Bee swarm attacked family and their dogs in Glendale

People and pets around the Valley are starting to notice a lot of bees swarming around.

In Glendale Wednesday morning, an aggressive swarm attacked a mother and her baby, along with the family's pet dog, and the dog's litter of six puppies. The toddler and her mother, were both stung once, and one puppy remains missing.

Another puppy reportedly suffered the most serious injuries, having been stung dozens of times.

Glendale firefighters were able to rescue five puppies from a backyard, as they were being stung by the aggressive. A woman and her young children were home at the time. She opened her backyard door when she heard the mother dog crying.

"I thought she wanted to come inside, but I noticed there were a lot of bees," said Esther Julian. "They were coming inside the house. Me and her, we ran."

Fire officials say the dogs were stung dozens of times each. Julian and her toddler were stung as well, but did not need medical treatment. After calming and cooling the puppies down, firefighters loaded them into the family's truck.

Five puppies and the mother dog were taken to an emergency vet. One puppy was in critical condition. and another one is missing.

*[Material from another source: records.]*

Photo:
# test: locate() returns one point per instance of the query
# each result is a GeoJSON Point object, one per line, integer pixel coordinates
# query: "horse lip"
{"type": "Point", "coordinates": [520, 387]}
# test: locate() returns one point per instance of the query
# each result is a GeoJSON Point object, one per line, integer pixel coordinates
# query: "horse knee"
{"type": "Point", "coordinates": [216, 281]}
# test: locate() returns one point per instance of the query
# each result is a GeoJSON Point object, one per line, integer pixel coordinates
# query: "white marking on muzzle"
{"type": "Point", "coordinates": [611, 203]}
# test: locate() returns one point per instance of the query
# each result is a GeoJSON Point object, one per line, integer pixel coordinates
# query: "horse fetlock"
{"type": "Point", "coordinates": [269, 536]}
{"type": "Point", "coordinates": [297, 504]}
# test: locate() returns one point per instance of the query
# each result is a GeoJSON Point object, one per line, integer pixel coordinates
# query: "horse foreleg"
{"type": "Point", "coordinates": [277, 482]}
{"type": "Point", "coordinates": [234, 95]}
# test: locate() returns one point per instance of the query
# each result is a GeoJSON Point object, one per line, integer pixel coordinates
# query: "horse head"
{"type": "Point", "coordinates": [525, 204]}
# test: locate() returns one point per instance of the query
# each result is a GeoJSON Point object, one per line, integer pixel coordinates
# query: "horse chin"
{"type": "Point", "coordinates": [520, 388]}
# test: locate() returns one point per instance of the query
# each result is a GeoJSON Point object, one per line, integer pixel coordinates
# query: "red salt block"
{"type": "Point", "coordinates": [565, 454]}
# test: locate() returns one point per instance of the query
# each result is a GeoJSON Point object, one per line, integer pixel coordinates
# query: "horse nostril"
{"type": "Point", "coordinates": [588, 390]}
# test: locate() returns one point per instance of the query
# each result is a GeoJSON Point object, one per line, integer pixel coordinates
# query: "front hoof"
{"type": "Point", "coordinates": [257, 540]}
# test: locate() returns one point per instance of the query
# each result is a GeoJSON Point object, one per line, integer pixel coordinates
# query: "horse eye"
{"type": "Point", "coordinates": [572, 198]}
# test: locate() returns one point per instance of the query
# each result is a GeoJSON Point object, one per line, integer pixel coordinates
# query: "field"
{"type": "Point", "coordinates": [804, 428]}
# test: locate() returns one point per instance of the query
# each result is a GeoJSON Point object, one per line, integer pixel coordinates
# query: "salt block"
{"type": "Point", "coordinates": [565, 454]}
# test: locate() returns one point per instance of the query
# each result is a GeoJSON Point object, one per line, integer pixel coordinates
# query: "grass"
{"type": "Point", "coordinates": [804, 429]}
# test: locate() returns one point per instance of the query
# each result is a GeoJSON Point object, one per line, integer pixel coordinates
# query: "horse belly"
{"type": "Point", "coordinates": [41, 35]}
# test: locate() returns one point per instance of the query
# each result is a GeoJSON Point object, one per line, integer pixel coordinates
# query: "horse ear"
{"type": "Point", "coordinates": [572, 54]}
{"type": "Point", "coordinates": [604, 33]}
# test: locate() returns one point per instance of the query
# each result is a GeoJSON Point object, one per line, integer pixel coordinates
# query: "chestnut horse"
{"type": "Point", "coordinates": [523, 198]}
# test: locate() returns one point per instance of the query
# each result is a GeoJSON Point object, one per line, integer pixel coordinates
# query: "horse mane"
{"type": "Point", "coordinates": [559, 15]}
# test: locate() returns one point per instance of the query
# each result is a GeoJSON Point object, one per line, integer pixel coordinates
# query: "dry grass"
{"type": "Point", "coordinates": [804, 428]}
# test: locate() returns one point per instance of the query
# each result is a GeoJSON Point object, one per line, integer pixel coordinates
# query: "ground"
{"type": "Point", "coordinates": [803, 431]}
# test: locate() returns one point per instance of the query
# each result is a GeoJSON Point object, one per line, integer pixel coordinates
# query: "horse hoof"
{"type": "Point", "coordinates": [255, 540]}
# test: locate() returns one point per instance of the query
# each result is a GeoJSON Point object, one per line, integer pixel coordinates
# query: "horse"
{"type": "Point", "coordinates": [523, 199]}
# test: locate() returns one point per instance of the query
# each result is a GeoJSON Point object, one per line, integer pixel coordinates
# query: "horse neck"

"They couldn't find one of the puppies," said Julian.Bee experts say the family and their dogs were likely attacked by a swarm that set up a hive in their backyard.

"With Africanized honey bees, they swarm relatively fast," said David Bies with AZ Pollinators. "You look at them or come in contact with their area, most likely they will swarm on you. Bees will go dormant throughout the winter. They will have honey stocked they saved up throughout summer and they wont come out the minute you go out and rake leaves or do yard work. You're stirring up bees that have been there for months, and are now pretty aggressive."

If you happen to encounter a swarm of bees, or a hive, fire officials say do not bother the bees. If the bees start to attack, you should run to a safe area and call for help.